= Giovanni de Macque =

Netherlandish-Italian composer (1548/50–1614)

Giovanni de Macque (Giovanni de Maque, Jean de Macque) (1548/1550 – September 1614) was a Netherlandish composer of the late Renaissance and early Baroque, who spent almost his entire life in Italy. He was one of the most famous Neapolitan composers of the late 16th century; some of his experimentation with chromaticism was likely influenced by Carlo Gesualdo, who was an associate of his.

== Life ==

Macque was born in Valenciennes, but moved to Vienna at an early age, where he sang as a choirboy, and where he studied with Philippe de Monte, the renowned composer of madrigals. When his voice broke in late 1563 — the only evidence for his birthdate — he was moved out of the choir and into a Jesuit college, and sometime before 1574 he moved to Rome, where he worked as a composer and as an organist; he published his first book of madrigals in 1576 (in Venice, which had a much more active publishing industry). While in Rome he met Marenzio, and his early book of serious madrigals shows Marenzio's influence.

Macque moved to Naples around 1585, where he became famous as the leader of the Neapolitan school. His first employment there was with the Gesualdo household, a place he remained until May 1590 (shortly before the Gesualdo murders: see Carlo Gesualdo). Some of his work at this time is dedicated to Carlo, as well as the other members of the aristocratic household: Cesare d'Avalos, father of Carlo's murdered wife, as well as Fabrizio, Carlo's father. Later in 1590, however, he became organist at Santa Casa dell'Annunziata in Naples, and in 1594 organist to the Spanish viceroy (Naples was a Spanish possession at the time); in 1599 he became maestro di cappella at the Chapel Royal of Naples. While maestro di cappella he taught many of the later Neapolitan composers, including Luigi Rossi.

== Music and influence ==
Macque was a prolific madrigalist, who published 12 separate books of madrigals, although the numbering is confusing: for example the Primo libro de madrigali, for six voices, dates from 1576 in Venice, while another Primo libro de madrigali, for four voices, dates from 1587. After 1585, when he moved to Naples, his music shifted from the conservative Roman style to the more progressive Neapolitan one; perhaps he began renumbering his publications based on his stylistic change. His early and late madrigals include both light and serious music and often require virtuoso singing skill; likely some of these pieces were intended for performance by the concerto di donne, the three virtuoso female singers at the ducal Este court at Ferrara, which had a strong musical connection with Naples throughout the 1590s.
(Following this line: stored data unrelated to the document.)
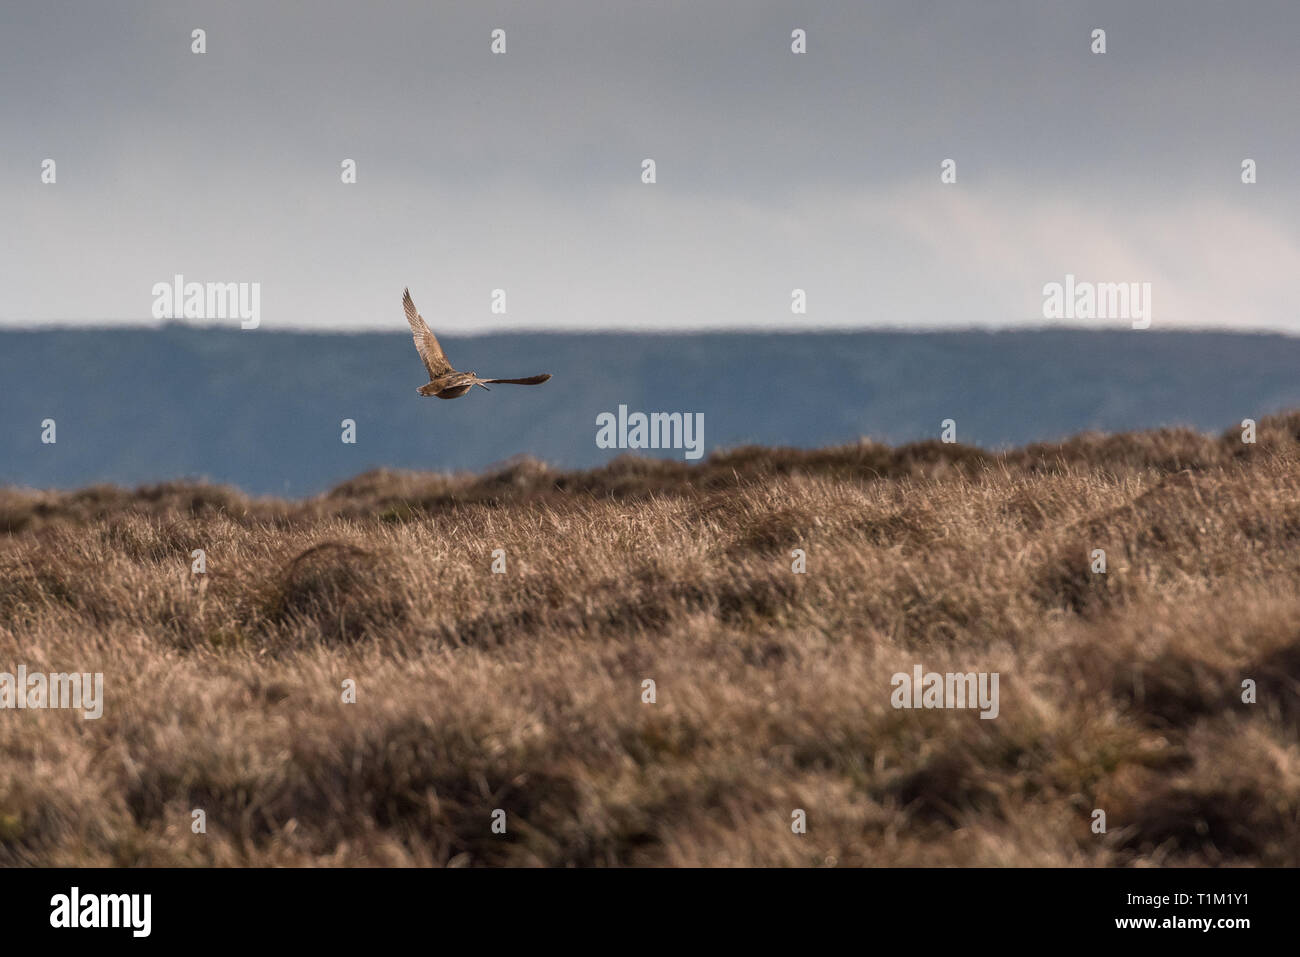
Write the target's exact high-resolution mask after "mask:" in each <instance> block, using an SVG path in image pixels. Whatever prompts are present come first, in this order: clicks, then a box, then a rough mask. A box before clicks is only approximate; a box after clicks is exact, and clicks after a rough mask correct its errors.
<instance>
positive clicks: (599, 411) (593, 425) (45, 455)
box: [0, 326, 1300, 495]
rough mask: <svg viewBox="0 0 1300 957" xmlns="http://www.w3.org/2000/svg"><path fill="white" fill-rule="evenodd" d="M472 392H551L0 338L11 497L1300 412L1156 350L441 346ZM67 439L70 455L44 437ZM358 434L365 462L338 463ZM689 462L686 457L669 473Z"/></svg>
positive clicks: (78, 335)
mask: <svg viewBox="0 0 1300 957" xmlns="http://www.w3.org/2000/svg"><path fill="white" fill-rule="evenodd" d="M445 345H446V347H447V352H448V354H450V355H451V356H452V358H454V360H455V361H456V364H458V365H459V367H460V368H465V369H473V371H477V372H478V373H481V374H493V376H513V374H528V373H533V372H539V371H546V372H551V373H554V376H555V377H554V378H552V380H551V381H550V382H549V384H546V385H545V386H541V387H537V389H521V387H512V386H500V387H498V389H494V390H493V393H490V394H489V393H485V391H481V390H476V391H474V394H473V395H469V397H467V398H461V399H456V400H454V402H442V400H438V399H424V398H420V397H417V395H416V393H415V390H416V387H417V386H420V385H422V384H424V381H425V378H424V376H422V369H421V368H420V364H419V360H417V359H416V355H415V350H413V348H412V347H411V341H409V337H408V335H407V334H406V333H404V332H402V333H398V332H394V333H393V334H357V335H338V334H320V335H313V334H302V333H273V332H264V330H257V332H239V330H220V332H217V330H199V329H190V328H183V326H168V328H164V329H130V330H118V332H105V330H90V332H83V330H52V332H0V377H3V378H0V381H3V393H0V394H3V398H0V484H10V485H29V486H38V488H70V486H79V485H87V484H91V482H100V481H110V482H117V484H125V485H135V484H142V482H149V481H159V480H164V479H177V477H198V476H201V477H208V479H211V480H214V481H220V482H231V484H235V485H238V486H240V488H243V489H246V490H248V492H252V493H259V494H263V493H277V494H289V495H305V494H312V493H316V492H321V490H324V489H326V488H329V486H330V485H333V484H335V482H338V481H339V480H342V479H344V477H347V476H352V475H356V473H359V472H361V471H365V469H368V468H370V467H378V465H386V467H395V468H415V469H480V468H484V467H486V465H490V464H493V463H497V462H502V460H504V459H508V458H512V456H515V455H520V454H528V455H533V456H536V458H539V459H543V460H546V462H549V463H551V464H554V465H558V467H569V468H577V467H589V465H597V464H601V463H603V462H607V460H610V459H611V458H614V456H615V455H617V454H619V451H617V450H606V449H598V447H597V445H595V432H597V426H595V419H597V416H598V415H599V413H601V412H616V411H617V407H619V406H620V404H624V406H627V407H628V408H629V411H645V412H651V411H666V412H702V413H703V415H705V451H706V454H707V452H710V451H715V450H718V449H720V447H729V446H737V445H742V443H762V445H781V446H796V447H816V446H826V445H835V443H842V442H849V441H853V439H855V438H858V437H861V436H868V437H871V438H874V439H879V441H884V442H891V443H898V442H907V441H917V439H923V438H933V437H937V434H939V430H940V423H941V420H944V419H954V420H956V421H957V430H958V434H957V437H958V439H959V441H961V442H963V443H974V445H982V446H985V447H1000V446H1008V445H1018V443H1023V442H1030V441H1036V439H1052V438H1060V437H1062V436H1066V434H1070V433H1075V432H1079V430H1084V429H1105V430H1127V429H1140V428H1152V426H1160V425H1191V426H1193V428H1197V429H1205V430H1216V432H1217V430H1219V429H1222V428H1223V424H1225V423H1231V421H1239V420H1240V419H1242V417H1245V416H1251V417H1256V419H1258V417H1262V416H1264V415H1269V413H1273V412H1277V411H1281V410H1284V408H1290V407H1300V376H1297V374H1296V373H1297V369H1300V339H1292V338H1286V337H1278V335H1255V334H1223V333H1154V332H1143V333H1134V332H1096V333H1092V332H1074V330H1047V332H1005V333H984V332H969V333H883V332H867V333H823V334H806V335H796V334H735V333H729V334H722V333H719V334H702V335H655V334H572V333H567V334H510V335H491V337H477V338H461V339H456V338H447V339H446V342H445ZM44 419H55V420H56V423H57V442H56V443H55V445H43V443H42V441H40V430H42V429H40V423H42V421H43V420H44ZM343 419H352V420H355V421H356V426H357V442H356V443H355V445H344V443H343V442H341V438H339V437H341V426H339V424H341V421H342V420H343ZM659 454H662V455H669V456H672V458H680V456H681V452H680V451H668V452H659Z"/></svg>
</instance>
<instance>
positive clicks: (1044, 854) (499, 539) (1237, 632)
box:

After 1599, his music shifted in style again; Macque began experimenting with chromaticism of the kind found in Gesualdo's madrigals. Most likely the nobleman influenced Macque, but it is possible that some of the influence went the other way, since the dating of Gesualdo's individual compositions is difficult, due to his publication of his work in large blocks, many years apart. Some of the madrigals Macque wrote after 1599 include "forbidden" melodic intervals (such as sevenths), chords entirely outside of the Renaissance modal universe (such as F# major) and melodic passages in consecutive chromatic semitones.
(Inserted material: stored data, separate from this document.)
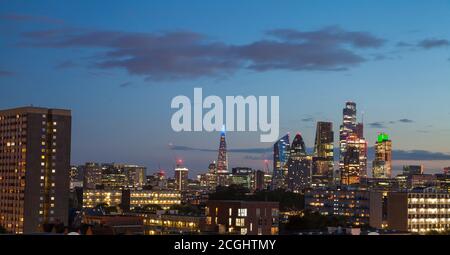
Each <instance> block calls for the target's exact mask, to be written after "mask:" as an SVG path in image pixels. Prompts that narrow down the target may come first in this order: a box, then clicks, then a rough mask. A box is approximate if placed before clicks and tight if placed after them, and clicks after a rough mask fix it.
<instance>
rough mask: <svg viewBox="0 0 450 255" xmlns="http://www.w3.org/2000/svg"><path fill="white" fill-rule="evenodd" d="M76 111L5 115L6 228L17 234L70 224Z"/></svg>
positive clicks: (4, 207)
mask: <svg viewBox="0 0 450 255" xmlns="http://www.w3.org/2000/svg"><path fill="white" fill-rule="evenodd" d="M70 146H71V112H70V111H69V110H60V109H47V108H37V107H23V108H16V109H10V110H1V111H0V225H1V226H2V227H4V228H5V229H6V230H7V231H8V232H12V233H18V234H19V233H25V234H27V233H34V232H40V231H42V225H43V224H44V223H55V222H62V223H64V224H67V223H68V213H67V212H68V203H69V180H70V177H69V170H70Z"/></svg>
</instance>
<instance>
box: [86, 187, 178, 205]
mask: <svg viewBox="0 0 450 255" xmlns="http://www.w3.org/2000/svg"><path fill="white" fill-rule="evenodd" d="M99 204H107V205H108V206H121V207H122V208H123V209H125V210H132V209H134V208H136V207H145V206H147V205H158V206H160V207H161V208H162V209H169V208H170V207H171V206H173V205H177V204H181V193H180V192H179V191H174V190H131V191H130V190H111V189H110V190H101V189H96V190H92V189H90V190H85V191H84V192H83V208H93V207H95V206H97V205H99Z"/></svg>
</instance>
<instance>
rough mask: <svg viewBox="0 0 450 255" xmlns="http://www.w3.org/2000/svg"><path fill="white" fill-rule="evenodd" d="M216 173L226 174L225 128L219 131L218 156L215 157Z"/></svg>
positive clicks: (227, 167) (226, 144) (227, 172)
mask: <svg viewBox="0 0 450 255" xmlns="http://www.w3.org/2000/svg"><path fill="white" fill-rule="evenodd" d="M217 173H218V174H228V156H227V142H226V140H225V129H223V130H222V132H221V133H220V144H219V157H218V159H217Z"/></svg>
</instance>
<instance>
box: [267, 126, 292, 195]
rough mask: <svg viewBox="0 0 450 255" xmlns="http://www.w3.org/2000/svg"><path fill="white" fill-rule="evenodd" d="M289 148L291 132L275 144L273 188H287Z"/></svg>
mask: <svg viewBox="0 0 450 255" xmlns="http://www.w3.org/2000/svg"><path fill="white" fill-rule="evenodd" d="M289 148H290V144H289V134H287V135H285V136H283V137H282V138H280V140H278V141H277V142H276V143H275V144H274V145H273V175H272V185H271V189H272V190H275V189H286V188H287V175H288V160H289Z"/></svg>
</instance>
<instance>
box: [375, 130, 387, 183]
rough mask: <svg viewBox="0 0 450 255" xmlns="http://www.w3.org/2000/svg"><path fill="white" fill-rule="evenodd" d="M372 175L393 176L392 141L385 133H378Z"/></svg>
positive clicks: (375, 177)
mask: <svg viewBox="0 0 450 255" xmlns="http://www.w3.org/2000/svg"><path fill="white" fill-rule="evenodd" d="M372 175H373V177H374V178H391V176H392V141H391V140H389V136H388V135H387V134H385V133H381V134H380V135H378V139H377V142H376V143H375V160H374V161H373V168H372Z"/></svg>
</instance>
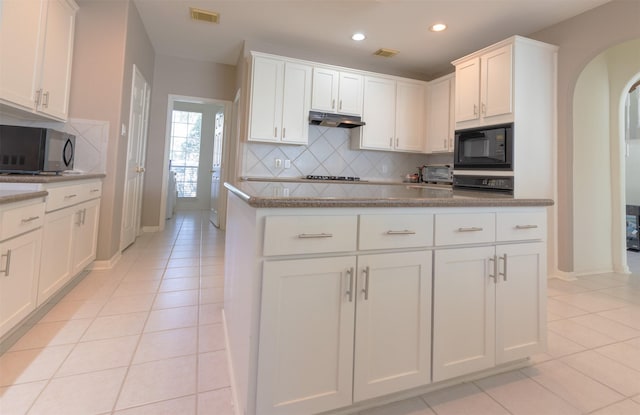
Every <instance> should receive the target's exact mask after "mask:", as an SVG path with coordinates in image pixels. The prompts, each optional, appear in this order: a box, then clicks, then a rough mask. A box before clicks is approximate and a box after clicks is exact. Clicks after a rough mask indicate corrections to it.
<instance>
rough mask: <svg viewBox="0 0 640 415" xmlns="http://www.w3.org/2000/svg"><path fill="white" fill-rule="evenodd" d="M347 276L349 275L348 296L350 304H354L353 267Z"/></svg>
mask: <svg viewBox="0 0 640 415" xmlns="http://www.w3.org/2000/svg"><path fill="white" fill-rule="evenodd" d="M347 274H348V275H349V290H347V295H348V296H349V302H350V303H351V302H353V267H351V268H350V269H349V270H348V271H347Z"/></svg>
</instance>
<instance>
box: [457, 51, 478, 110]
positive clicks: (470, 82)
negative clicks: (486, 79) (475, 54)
mask: <svg viewBox="0 0 640 415" xmlns="http://www.w3.org/2000/svg"><path fill="white" fill-rule="evenodd" d="M455 83H456V94H455V96H456V100H455V101H456V122H461V121H469V120H477V119H479V118H480V111H479V108H478V104H479V102H480V58H473V59H470V60H468V61H466V62H463V63H460V64H458V65H456V81H455Z"/></svg>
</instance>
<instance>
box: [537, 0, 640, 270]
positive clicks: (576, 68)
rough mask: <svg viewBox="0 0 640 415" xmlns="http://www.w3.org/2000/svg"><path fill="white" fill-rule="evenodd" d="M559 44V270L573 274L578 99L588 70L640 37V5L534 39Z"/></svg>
mask: <svg viewBox="0 0 640 415" xmlns="http://www.w3.org/2000/svg"><path fill="white" fill-rule="evenodd" d="M528 36H529V37H532V38H534V39H537V40H541V41H543V42H547V43H551V44H555V45H558V46H559V47H560V50H559V54H558V193H559V194H558V200H557V201H556V203H557V204H558V266H559V268H560V270H562V271H567V272H570V271H573V264H574V247H573V236H574V227H575V226H581V225H582V224H579V223H574V218H573V210H574V209H573V207H574V203H573V178H574V174H573V167H574V166H573V147H574V132H573V96H574V90H575V85H576V82H577V80H578V77H579V76H580V74H581V72H582V70H583V69H584V67H585V66H586V65H587V63H589V62H590V61H591V60H592V59H593V58H594V57H596V56H597V55H598V54H599V53H601V52H603V51H604V50H606V49H607V48H609V47H610V46H613V45H617V44H619V43H622V42H624V41H627V40H631V39H636V38H640V2H638V1H634V0H631V1H629V0H614V1H612V2H611V3H608V4H605V5H603V6H601V7H598V8H596V9H593V10H590V11H588V12H586V13H583V14H581V15H579V16H576V17H574V18H572V19H569V20H566V21H564V22H562V23H559V24H557V25H555V26H551V27H549V28H547V29H544V30H542V31H540V32H537V33H534V34H530V35H528Z"/></svg>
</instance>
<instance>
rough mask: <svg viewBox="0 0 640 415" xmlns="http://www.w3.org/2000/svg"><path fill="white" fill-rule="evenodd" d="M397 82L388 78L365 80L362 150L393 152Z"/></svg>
mask: <svg viewBox="0 0 640 415" xmlns="http://www.w3.org/2000/svg"><path fill="white" fill-rule="evenodd" d="M395 89H396V82H395V81H394V80H391V79H386V78H376V77H372V76H366V77H365V79H364V103H363V109H362V112H363V114H362V115H363V119H364V121H365V122H366V125H364V126H363V127H361V128H362V138H361V140H362V141H361V148H363V149H378V150H392V149H393V148H394V137H395V118H396V115H395V114H396V91H395Z"/></svg>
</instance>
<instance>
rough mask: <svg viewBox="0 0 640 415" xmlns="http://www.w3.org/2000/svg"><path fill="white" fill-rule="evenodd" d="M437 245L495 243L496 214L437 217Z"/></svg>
mask: <svg viewBox="0 0 640 415" xmlns="http://www.w3.org/2000/svg"><path fill="white" fill-rule="evenodd" d="M435 226H436V231H435V235H436V240H435V242H436V245H437V246H442V245H457V244H476V243H487V242H494V241H495V240H496V216H495V213H456V214H439V215H436V220H435Z"/></svg>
In addition to his madrigals, he was a prolific composer of instrumental music, writing canzonas, ricercars, capriccios and numerous pieces for organ. Some of his music is extraordinarily progressive harmonically, and can be compared with the vocal music of Gesualdo: the Consonanze stravaganti (exact date unknown, probably early 17th century) is a particularly good example. See Grout (1) for an extended example from this composition. (Complete score is available on IMSLP.)

Macque also wrote sacred music, including a book of motets for five to eight voices, litanies, laudi spirituali, and contrafactum motets (motets originally in another language, fitted with new texts known as contrafacta).

== References and further reading ==

- W. Richard Shindle, "Giovanni de Macque", in The New Grove Dictionary of Music and Musicians, ed. Stanley Sadie. 20 vol. London, Macmillan Publishers Ltd., 1980. ISBN 1-56159-174-2
- Shindle, W. Richard. "Giovanni de Macque" Note: this article contains some new information not included in the 1980 New Grove article by the same author.
- Gustave Reese, Music in the Renaissance. New York, W.W. Norton & Co., 1954. ISBN 0-393-09530-4
- (1) Donald Jay Grout, A History of Western Music. New York, W.W. Norton & Co., 1980. ISBN 0-393-95136-7
- Catherine Deutsch, Ariosità et artificiosità dans les madrigaux de Giovanni de Macque (1581-1597), Ph.D. Univ. Paris-Sorbonne, 2007.